Ue. Secondo la Commissione, invece, la violazione c’è e in particolare, sono due i problemi riscontrati: un ministro della giustizia con troppo potere ( il sistema giudiziario diviene eccessivamente controllato dall’esecutivo), nonché una discriminazione di genere derivante dall’introduzione di una differente età pensionabile per i magistrati donna (60 anni) e uomo (65 anni) – in violazione dell’articolo 157 del trattato sul funzionamento dell’Unione europea e della direttiva 2006/54 sulla parità di trattamento fra uomini e donne in materia di occupazione e impiego. Nella giornata del 20 dicembre, si è deciso così di azionare la cd opzione atomica: l’ art. 7 così come rivisto dal Trattato di Lisbona. Se il governo polacco non eseguirà le misure proposte dall’Ue – essenzialmente modificare le leggi approvate concernenti il sistema giudiziario – entro i prossimi tre mesi si passerà alla fase successiva. La situazione verrà valutata dal Consiglio dell’Unione Europea  e servirà il voto di 22 dei 28 stati membri affinché si possa procedere con un avvertimento formale. La fase successiva consisterebbe nelle sanzioni quali sospensione del diritto di voto nelle Istituzioni europee e sospensione dei finanziamenti europei. In questo caso servirebbe un voto successivo favorevole di tutti i paesi membri; scenario però poco probabile visto il veto assicurato da parte dell’Ungheria.

I vari esponenti delle Istituzioni europee hanno dichiarato che non vi è alcun intento punitivo e che continuano a cercare un dialogo costruttivo con lo stato polacco. Ad appoggiare la decisione della Commissione anche organizzazioni internazionali come Amnesty International che da tempo mostrano preoccupazione per quel che sta accadendo in Polonia.

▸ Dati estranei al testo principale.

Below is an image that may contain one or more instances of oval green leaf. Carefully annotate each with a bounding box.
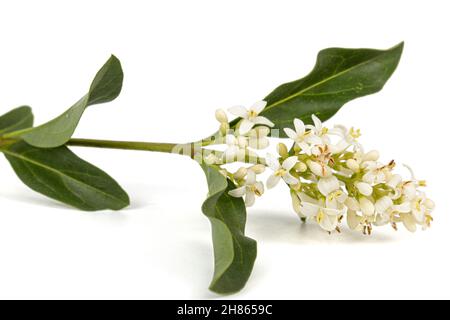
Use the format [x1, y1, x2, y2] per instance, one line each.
[0, 106, 34, 135]
[200, 164, 257, 294]
[6, 55, 123, 148]
[2, 141, 130, 211]
[257, 42, 404, 135]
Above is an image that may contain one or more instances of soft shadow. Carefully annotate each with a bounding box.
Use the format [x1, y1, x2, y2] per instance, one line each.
[1, 182, 168, 212]
[247, 210, 395, 244]
[2, 192, 74, 211]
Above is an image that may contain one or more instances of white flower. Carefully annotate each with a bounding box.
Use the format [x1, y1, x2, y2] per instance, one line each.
[228, 170, 264, 207]
[228, 101, 274, 134]
[223, 134, 247, 160]
[411, 192, 434, 225]
[329, 125, 363, 153]
[284, 118, 322, 155]
[296, 192, 344, 232]
[306, 115, 330, 144]
[266, 154, 299, 188]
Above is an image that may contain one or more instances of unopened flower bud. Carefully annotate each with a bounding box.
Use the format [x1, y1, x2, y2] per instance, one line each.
[295, 162, 307, 173]
[290, 190, 302, 215]
[277, 143, 289, 158]
[250, 164, 266, 174]
[363, 150, 380, 162]
[233, 167, 248, 180]
[355, 182, 373, 196]
[346, 159, 360, 172]
[215, 109, 228, 124]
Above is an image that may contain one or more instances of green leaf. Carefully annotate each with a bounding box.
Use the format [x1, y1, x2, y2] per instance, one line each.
[1, 141, 129, 211]
[8, 55, 123, 148]
[258, 42, 404, 135]
[200, 164, 257, 294]
[0, 106, 34, 135]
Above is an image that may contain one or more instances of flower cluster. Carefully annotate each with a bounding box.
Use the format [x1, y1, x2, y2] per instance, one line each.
[210, 101, 434, 234]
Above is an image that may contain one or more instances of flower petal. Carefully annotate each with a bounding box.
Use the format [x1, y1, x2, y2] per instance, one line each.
[375, 196, 393, 213]
[318, 212, 338, 232]
[266, 153, 281, 171]
[253, 116, 274, 127]
[359, 197, 375, 216]
[250, 101, 267, 114]
[246, 170, 256, 185]
[255, 182, 265, 195]
[283, 128, 298, 140]
[282, 156, 298, 170]
[294, 118, 305, 135]
[267, 174, 281, 189]
[318, 176, 340, 196]
[245, 191, 256, 207]
[299, 202, 320, 217]
[238, 119, 254, 135]
[402, 213, 417, 232]
[228, 186, 246, 198]
[311, 114, 322, 130]
[347, 210, 362, 230]
[228, 105, 248, 118]
[283, 173, 298, 185]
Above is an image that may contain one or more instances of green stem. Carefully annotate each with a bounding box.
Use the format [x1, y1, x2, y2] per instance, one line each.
[67, 138, 191, 156]
[67, 138, 267, 165]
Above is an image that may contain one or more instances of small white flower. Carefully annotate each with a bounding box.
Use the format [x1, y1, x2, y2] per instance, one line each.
[228, 101, 274, 134]
[306, 115, 330, 144]
[224, 134, 247, 160]
[329, 125, 363, 153]
[284, 118, 322, 155]
[296, 192, 344, 232]
[266, 154, 299, 188]
[228, 170, 264, 207]
[411, 192, 434, 225]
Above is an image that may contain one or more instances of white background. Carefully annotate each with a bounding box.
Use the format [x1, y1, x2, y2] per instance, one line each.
[0, 0, 449, 300]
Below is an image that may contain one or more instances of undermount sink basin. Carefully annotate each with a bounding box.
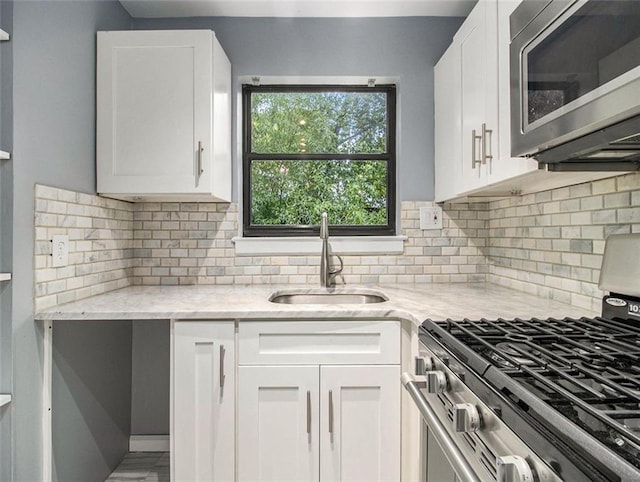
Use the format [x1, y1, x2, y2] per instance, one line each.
[269, 291, 388, 305]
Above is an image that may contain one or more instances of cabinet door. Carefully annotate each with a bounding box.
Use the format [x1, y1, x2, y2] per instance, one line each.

Visti i presupposti si tratta di un’azione già annunciata da tempo senza la quale l’Ue avrebbe, di fatto, perso credibilità. Eppure è un’azione che fa discutere: fa storcere il naso a chi pensa che l’Unione Europea si stia traducendo in una mera progressiva cessione di sovranità da parte degli stati a beneficio di una Europa bacchettona che non sa stare al posto suo. La Commissione avrebbe volentieri evitato tutto ciò soprattutto in questo momento storico dove non mancano i problemi tra la questione dell’immigrazione, il pericolo del terrorismo, Brexit, questione catalana, e una Merkel indebolita; non c’è da star tranquilli. Ma i Trattati parlano chiaro e la Polonia non ha lasciato altra scelta che far scattare l’opzione atomica dell’art. 7 in virtù del rispetto dei valori fondamentali dell’Unione Europea.

L’ Ue si trova a fare i conti con un’altra gatta da pelare e se la conclusione dell’anno porta a fare riflessioni, l’Europa non può non riflettere su quanto appaia sempre più disunita e su come ciò favorisca lo sviluppo di nazionalismi  ed euroscetticismi che non fanno altro che gettare benzina sul fuoco.